We now need to tell the system using fido2 at boot for unlocking is an option. For instance, for me:
# <target name> <source device> <key file> <options>
rootfs UUID="13bd3015-55c4-40d3-a805-4d5f2b90ac1f" - fido2-device=auto
If you do not have your key, after 30 seconds you will be prompted for the password. You can lower this timeout in /etc/crypttab, check its man page.
Configuring PAM¶
Let’s start by installing the needed module:
apt install libpam-yubico yubikey-personalization
Unfortunately the default installed PAM module goes through the Internet and to the Yubico server. This requires an account and an Internet connection.

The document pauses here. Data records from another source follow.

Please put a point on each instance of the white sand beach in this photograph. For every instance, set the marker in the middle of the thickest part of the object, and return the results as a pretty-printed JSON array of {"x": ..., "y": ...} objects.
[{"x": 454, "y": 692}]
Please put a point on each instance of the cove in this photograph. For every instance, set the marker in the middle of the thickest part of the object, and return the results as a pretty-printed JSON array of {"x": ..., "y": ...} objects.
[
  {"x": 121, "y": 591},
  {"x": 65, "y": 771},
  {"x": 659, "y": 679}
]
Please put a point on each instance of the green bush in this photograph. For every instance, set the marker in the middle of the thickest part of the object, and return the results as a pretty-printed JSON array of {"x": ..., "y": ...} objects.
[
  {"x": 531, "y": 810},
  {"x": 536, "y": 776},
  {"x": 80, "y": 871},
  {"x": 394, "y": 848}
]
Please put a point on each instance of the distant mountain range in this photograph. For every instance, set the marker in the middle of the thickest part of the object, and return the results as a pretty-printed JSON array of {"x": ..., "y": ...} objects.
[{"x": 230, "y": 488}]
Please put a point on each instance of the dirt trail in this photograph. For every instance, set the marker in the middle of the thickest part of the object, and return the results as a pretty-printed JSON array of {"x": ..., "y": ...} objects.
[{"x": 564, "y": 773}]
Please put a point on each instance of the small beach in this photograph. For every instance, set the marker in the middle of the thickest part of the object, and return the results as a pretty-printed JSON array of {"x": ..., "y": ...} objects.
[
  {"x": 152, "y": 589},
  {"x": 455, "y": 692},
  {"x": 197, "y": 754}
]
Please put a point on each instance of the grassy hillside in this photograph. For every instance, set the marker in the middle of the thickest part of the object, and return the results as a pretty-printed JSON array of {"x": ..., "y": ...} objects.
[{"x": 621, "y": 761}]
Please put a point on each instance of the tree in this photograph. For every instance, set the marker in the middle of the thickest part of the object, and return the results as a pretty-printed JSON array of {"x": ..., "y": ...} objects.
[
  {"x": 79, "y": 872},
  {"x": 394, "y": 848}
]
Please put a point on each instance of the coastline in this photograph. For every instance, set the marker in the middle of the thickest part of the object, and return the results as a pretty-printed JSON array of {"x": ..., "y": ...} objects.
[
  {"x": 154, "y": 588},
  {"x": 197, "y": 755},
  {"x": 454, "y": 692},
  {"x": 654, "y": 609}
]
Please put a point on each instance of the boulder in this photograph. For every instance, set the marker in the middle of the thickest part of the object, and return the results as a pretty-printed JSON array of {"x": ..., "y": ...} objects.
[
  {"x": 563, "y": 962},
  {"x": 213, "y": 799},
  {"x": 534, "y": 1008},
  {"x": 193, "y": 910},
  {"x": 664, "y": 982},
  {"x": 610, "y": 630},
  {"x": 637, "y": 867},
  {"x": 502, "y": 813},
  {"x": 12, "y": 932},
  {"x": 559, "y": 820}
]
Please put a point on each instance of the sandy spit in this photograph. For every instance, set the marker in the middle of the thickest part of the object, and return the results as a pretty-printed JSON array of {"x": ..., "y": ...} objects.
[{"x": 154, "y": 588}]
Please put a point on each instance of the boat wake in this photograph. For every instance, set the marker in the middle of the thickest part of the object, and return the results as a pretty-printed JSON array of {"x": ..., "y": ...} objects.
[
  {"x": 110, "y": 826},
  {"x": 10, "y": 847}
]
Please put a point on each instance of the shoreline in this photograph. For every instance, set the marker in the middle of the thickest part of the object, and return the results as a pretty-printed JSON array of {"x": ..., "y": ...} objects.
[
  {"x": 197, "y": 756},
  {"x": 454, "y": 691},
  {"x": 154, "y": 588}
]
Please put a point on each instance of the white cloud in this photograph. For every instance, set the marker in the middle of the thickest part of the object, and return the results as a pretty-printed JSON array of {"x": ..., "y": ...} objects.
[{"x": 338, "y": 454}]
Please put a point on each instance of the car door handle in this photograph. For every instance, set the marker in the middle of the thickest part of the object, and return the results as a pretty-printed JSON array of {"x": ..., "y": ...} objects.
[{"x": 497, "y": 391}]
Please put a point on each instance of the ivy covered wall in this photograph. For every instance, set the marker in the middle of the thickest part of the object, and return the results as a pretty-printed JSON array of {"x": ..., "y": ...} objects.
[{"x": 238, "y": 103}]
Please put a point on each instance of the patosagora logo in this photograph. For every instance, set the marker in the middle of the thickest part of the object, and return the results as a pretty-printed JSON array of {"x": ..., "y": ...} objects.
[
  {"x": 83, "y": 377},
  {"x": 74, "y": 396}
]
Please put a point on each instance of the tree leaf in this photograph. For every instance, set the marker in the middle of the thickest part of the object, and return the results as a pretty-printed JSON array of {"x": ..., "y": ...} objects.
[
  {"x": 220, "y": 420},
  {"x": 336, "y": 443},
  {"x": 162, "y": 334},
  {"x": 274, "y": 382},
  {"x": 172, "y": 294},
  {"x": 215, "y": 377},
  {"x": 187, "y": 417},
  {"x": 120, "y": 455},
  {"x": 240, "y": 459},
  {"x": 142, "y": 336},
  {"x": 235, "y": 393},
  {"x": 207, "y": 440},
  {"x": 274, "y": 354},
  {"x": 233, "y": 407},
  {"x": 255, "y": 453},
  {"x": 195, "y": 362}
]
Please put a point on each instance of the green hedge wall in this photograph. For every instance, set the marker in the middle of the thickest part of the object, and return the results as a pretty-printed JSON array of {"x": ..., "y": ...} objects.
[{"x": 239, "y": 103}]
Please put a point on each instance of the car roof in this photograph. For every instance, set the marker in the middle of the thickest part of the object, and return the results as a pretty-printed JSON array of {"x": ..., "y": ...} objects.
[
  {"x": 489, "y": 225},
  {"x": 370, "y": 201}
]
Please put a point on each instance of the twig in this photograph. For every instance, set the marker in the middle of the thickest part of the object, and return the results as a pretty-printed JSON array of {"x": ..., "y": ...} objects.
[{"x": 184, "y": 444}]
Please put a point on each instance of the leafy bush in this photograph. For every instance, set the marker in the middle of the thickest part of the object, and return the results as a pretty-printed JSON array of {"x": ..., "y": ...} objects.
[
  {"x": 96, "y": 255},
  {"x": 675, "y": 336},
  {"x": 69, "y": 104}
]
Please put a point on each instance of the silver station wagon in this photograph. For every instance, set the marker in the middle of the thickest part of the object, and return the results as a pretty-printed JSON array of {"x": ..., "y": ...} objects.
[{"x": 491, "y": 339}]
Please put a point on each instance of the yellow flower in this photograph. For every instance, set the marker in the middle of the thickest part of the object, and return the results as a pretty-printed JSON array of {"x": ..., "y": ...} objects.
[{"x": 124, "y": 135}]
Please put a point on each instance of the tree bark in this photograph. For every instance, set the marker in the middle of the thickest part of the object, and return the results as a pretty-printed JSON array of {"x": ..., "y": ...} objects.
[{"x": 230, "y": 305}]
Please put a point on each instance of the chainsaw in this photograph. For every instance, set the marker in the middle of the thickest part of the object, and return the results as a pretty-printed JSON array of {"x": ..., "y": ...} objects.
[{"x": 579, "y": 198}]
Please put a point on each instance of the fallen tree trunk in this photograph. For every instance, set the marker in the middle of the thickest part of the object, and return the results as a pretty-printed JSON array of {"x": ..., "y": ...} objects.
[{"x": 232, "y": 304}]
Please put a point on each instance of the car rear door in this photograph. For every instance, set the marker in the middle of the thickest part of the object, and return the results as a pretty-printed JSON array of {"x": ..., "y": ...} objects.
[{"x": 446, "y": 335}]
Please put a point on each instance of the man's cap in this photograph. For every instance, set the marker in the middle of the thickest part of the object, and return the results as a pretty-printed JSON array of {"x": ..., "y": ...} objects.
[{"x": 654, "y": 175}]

Since I often travel with my laptop and I don’t want to depend on an external service, I set up the key to perform a challenge-response authentication locally.
Let’s create a custom configuration file:
Name: Yubico authentication with YubiKey (challenge-response)
Default: no
Priority: 704
Auth-Type: Primary
Auth:
sufficient pam_yubico.so mode=challenge-response chalresp_path=/var/yubico
Auth-Initial:
sufficient pam_yubico.so mode=challenge-response chalresp_path=/var/yubico
Now run pam-auth-update and enable the corresponding module we just created. Disable the default “Yubico authentication with Yubikey” module if it is enabled.
The rest of the guide about generating the challenge-response slot on the Yubikey can be read here. Please follow instructions there.
Teaching SSH to Prefer the Yubikey¶
Host *
IdentityFile ~/.ssh/id_ed25519_sk
ControlMaster auto
ControlPath ~/.ssh/S.%r@%h:%p
ControlPersist 5m
Making GPG Slightly More Happy¶
pcscd, the smartcard daemon, seems to take an exclusive lock on the Yubikey if used for unlocking the drive or SSH access. We can instruct GnuPG to also use PC/SC in a shared move, which should ameliorate the problem and avoid the need for restarting it (systemctl restart pcscd) every time e.g. we want to sign an email with GnuPG.
disable-ccid
pcsc-shared
pcsc-driver /usr/lib/x86_64-linux-gnu/libpcsclite.so.1
Configuring git with the Subkey¶
...
[user]
signingkey = 92167215DD1721AD!
[commit]
gpgsign = true
Note the exclamation mark (!) after the subkey id to force its selection.